BOSTON — With the first round of the NBA playoffs a thing of the past now, there are now eight more teams in the loser's lounge of the NBA which is filled with clubs with no games to play whose focus is on improving their roster for the future.
But the one team that stands out at least around here, is Houston which would be a runaway winner if there was a contest for the Celtics' most likely trade partner this summer.
As reported by various media outlets, the Rockets are expected to reach out to the Celtics at some point this summer to get a feel for whether Rajon Rondo is in fact available, something that currently is not the case.
And the Celtics are expected to give the Utah Jazz another call to see if there's a deal to be made that will reunite Boston head coach Brad Stevens with the best player he ever coached at Butler, former lottery pick and restricted free agent-to-be Gordon Hayward.
Utah is similar to Boston in terms of trying to rebuild their roster with a mix of young talent through the draft, so the chances of striking a deal with the Jazz for Hayward - for now at least - aren't good.
But the Rockets?
That's a different story.
Of all the teams sent home in the first round, the Rockets were arguably the lone squad that had legit title hopes going into the postseason.
They have a dominant post player (Dwight Howard), a high-scoring guard (James Harden) and a bunch of talented role players led by Chandler Parsons who remains the best bargain pound-for-pound, in the NBA.
But they don't have a player to bring all those pieces together, someone whose greatest strength isn't necessarily in what they bring to the floor, but what they bring out of other talented, upper echelon players.
Boston's Rajon Rondo would be an ideal fit for them and if there was ever a time for the Rockets to be motivated to pursue a deal, the time is now.
Any deal with the Rockets would have to be a combination of players that includes Omer Asik, one of the league's best rim protectors in addition to being a favorite of Celtics assistant coach Ron Adams when the two were both in Chicago.
Boston's inability to defend the paint with any kind of consistency was among the many reasons for the Celtics' 25-57 record.
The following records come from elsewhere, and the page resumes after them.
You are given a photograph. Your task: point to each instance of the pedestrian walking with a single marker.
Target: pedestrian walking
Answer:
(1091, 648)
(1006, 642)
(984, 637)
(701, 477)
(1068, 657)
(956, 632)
And while the Celtics are going to have a first-round pick in June's NBA draft that will be no worst than No. 8, the only true center expected to go that high is Kansas' Joel Embiid who isn't likely to slip outside the top three or four selections.
And the ping-pong ball gods as we know, have been anything but kind to Celtics in the past.
As for Houston, there has been a lot of attention paid to the talent that Rockets GM Daryl Morey has housed in Houston, but more attention needs to be paid to the windows; as in, windows of opportunity that are closing for them with each failed postseason journey.
Celtics co-owner Wyc Grousbeck predicted "fireworks" this summer for the franchise's efforts in upgrading the roster.
Those words would ring true if Boston strikes a deal with Houston as a partner, with both teams hoping to spend as little time in loser's lounge as possible.